А через два дня пути отряд спустился в узкую извилистую пойму реки, и лошади наелись разлапистых мохнатых листьев какого-то болотного тростника, украшавшего долину огненными зонтами мелколепестковых глянцевых соцветий. Когда рыбы сожрали вторую лошадь и мутная поверхность реки вновь разгладилась, лениво увлекая в плоские блуждающие воронки зыбкое отражение послеполуденного солнца, Норман заметил в небе парящих стервятников. Он приказал гардарам вырубить в лесу пару крепких кольев и столкнуть в реку два оставшихся лошадиных трупа, а сам расстелил на песке желтый шелковый платок с нанесенными на нем очертаниями береговой линии и наиболее приметными местами уже преодоленной суши. Достав из нагрудного мешочка продолговатый древесный уголек, Норман чуть заострил его о подошву сапога и, еще раз окинув взглядом речную излучину, уверенной рукой нанес на скользкий шелк волнистую бархатную черту. Затем он вынул из того же мешочка заостренную палочку, сгреб ладонью сухой песок и, добравшись до влажного слоя, стал по памяти выстраивать длинный столбик одно- и двухзначных чисел.

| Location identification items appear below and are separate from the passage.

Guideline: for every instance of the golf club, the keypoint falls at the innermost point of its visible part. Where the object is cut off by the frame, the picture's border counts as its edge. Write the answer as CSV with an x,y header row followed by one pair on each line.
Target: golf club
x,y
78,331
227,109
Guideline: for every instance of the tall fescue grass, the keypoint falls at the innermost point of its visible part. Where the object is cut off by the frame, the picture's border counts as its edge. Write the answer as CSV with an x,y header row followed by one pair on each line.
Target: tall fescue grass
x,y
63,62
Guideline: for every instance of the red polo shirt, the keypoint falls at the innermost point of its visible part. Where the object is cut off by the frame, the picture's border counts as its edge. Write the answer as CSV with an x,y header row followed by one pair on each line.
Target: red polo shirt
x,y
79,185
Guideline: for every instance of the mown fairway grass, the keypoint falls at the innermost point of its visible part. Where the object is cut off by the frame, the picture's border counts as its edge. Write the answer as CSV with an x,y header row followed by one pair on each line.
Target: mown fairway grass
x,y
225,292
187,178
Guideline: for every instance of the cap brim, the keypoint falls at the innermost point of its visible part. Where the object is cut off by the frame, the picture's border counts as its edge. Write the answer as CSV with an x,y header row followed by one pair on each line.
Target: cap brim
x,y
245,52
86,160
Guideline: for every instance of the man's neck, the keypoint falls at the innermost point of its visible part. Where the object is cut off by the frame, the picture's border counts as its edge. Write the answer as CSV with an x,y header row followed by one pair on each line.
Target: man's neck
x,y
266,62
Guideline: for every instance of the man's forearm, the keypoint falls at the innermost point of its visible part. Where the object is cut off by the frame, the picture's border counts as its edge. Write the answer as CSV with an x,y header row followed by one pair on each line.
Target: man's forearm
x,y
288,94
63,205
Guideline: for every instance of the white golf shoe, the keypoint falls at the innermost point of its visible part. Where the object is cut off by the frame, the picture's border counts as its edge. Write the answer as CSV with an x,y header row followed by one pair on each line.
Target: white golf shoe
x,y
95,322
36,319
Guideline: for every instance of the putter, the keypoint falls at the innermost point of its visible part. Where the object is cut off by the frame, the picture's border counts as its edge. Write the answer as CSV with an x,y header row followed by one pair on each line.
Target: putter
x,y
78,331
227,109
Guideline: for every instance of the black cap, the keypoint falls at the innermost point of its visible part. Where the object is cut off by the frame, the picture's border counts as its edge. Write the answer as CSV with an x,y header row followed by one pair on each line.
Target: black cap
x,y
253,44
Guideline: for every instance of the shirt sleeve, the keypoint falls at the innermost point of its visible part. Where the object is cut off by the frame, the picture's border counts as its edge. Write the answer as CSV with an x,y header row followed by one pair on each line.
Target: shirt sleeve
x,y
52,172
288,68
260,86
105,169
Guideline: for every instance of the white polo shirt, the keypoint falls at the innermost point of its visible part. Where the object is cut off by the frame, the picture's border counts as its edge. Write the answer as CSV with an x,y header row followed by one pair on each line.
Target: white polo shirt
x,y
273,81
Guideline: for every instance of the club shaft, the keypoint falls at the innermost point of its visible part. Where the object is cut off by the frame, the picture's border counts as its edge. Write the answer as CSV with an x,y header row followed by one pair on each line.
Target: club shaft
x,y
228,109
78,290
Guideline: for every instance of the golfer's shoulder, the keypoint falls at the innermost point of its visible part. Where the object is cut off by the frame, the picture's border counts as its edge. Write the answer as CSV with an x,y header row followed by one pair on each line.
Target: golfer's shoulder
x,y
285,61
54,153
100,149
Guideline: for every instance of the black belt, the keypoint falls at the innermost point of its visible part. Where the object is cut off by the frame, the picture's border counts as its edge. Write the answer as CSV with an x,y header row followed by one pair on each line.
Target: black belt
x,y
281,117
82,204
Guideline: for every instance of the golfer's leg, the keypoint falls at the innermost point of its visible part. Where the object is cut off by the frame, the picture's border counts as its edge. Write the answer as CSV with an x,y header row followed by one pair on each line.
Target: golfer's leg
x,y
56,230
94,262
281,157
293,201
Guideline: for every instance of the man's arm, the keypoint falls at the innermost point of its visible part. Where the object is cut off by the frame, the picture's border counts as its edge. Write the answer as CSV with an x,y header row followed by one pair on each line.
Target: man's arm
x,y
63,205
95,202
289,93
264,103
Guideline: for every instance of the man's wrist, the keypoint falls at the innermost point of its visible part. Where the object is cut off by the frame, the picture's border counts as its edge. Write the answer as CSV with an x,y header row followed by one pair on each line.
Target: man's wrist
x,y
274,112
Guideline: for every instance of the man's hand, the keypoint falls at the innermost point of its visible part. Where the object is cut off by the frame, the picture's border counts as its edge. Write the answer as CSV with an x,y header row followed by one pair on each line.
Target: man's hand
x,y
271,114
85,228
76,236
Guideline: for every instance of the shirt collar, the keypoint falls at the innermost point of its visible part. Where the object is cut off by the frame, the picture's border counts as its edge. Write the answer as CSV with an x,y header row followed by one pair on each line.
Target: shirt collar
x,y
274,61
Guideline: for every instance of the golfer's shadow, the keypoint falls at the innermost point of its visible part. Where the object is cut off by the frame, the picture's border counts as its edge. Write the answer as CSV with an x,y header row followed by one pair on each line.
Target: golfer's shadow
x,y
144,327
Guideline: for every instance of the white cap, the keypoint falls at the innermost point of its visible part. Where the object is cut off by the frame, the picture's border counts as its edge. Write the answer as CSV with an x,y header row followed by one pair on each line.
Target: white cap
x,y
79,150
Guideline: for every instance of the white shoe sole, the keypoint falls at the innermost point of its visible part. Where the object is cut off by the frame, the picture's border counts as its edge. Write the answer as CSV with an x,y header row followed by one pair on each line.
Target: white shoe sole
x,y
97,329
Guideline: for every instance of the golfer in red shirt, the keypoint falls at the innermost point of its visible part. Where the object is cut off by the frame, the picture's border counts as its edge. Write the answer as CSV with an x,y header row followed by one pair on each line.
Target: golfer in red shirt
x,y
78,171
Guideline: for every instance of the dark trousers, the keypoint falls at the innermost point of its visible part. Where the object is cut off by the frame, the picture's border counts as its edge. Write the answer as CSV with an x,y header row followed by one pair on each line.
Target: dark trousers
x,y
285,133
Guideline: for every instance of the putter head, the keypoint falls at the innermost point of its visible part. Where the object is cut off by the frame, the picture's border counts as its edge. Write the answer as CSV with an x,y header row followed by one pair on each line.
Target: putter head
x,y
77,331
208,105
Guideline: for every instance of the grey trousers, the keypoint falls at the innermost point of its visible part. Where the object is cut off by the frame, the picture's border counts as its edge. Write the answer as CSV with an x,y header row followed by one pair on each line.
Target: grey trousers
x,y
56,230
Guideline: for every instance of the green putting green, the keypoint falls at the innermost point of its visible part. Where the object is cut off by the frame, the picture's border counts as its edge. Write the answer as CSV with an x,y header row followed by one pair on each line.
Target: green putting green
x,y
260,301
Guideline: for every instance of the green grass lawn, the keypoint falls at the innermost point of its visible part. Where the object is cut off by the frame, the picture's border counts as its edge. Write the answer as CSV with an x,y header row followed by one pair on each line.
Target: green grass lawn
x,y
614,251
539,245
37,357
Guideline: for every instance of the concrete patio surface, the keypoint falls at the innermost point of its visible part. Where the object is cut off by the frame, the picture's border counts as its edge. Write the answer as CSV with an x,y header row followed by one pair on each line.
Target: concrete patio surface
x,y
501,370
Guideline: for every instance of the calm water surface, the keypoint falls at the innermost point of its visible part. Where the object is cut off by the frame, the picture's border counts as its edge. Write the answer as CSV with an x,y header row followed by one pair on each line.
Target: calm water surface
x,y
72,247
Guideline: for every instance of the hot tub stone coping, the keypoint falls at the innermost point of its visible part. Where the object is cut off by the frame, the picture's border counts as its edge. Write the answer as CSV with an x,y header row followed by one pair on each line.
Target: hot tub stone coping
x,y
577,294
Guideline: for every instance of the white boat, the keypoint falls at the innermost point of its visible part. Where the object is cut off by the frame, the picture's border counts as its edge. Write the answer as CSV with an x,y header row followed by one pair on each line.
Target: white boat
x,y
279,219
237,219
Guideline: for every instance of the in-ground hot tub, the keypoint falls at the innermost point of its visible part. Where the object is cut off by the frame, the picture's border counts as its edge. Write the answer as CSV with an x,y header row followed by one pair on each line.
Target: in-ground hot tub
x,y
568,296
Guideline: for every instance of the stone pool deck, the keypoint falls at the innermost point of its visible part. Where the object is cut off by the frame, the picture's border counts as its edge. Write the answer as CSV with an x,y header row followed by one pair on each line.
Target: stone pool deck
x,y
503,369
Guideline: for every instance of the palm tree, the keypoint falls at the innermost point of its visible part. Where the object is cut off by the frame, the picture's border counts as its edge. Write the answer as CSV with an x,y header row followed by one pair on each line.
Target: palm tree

По его расчетам выходило, что за все время пути они не могли удалиться от стоянки шечтлей далее чем на двести — двести десять морских миль, и потому потеря лошадей могла считаться хоть и невосполнимой, но не гибельной для отряда утратой. Надо было возвращаться, но путь через лес представлялся Норману не самым безопасным, и потому он задумчиво смотрел на реку, несущую к Океану свои мутные, населенные таинственными существами воды.
Думать подолгу Норман не любил, опасаясь, как бы размышления не ослабили его действенной энергичной натуры. Тем более что выход из создавшегося положения представлялся очевидным: свалить с десяток подходящих стволов, связать их лианами, столкнуть плот в реку, погрузиться на него и сплавиться вниз по течению до самого Океана. Того, что удалось собрать и увидеть за время похода, было вполне достаточно, чтобы считать путешествие далеко не бесплодным. Коллекция падре: все его планшеты, картоны, коробочки и мешочки — занимала два больших саквояжа. Один был кожаный, корабельный, а второй сплели из тонких легких прутьев женщины шечтлей, жившие отдельно от мужчин в круглых плетеных хижинах, прикрытых коническими крышами из широких плотных листьев дерева ба-ну, продолговатые плоды которого по вкусу напоминали сладкую, перепревшую в горшке репу. Хижины женщин стояли на сваях посреди тихого озерка и сообщались между собой узкими мостками из грубо обтесанных жердей. Такие же мостки, огражденные туго натянутыми лианами, вели к берегу, но, когда один из гардаров как-то ночью попытался подобраться по ним к ближайшей хижине, одна из лиан со звоном лопнула, и не в меру любознательный гость с криком упал в темную воду между круглыми плавучими листьями гигантской местной кувшинки, или Victoria Regia — по определению падре. Гардару почти удалось вскарабкаться на лист, выдерживавший человека, но в последний миг над водой показались маленькие бугорки глаз и ноздрей, бесшумно распахнулась огромная пасть, и человек буквально провалился в нее, хрипя от ужаса и хватаясь за воздух растопыренными пальцами.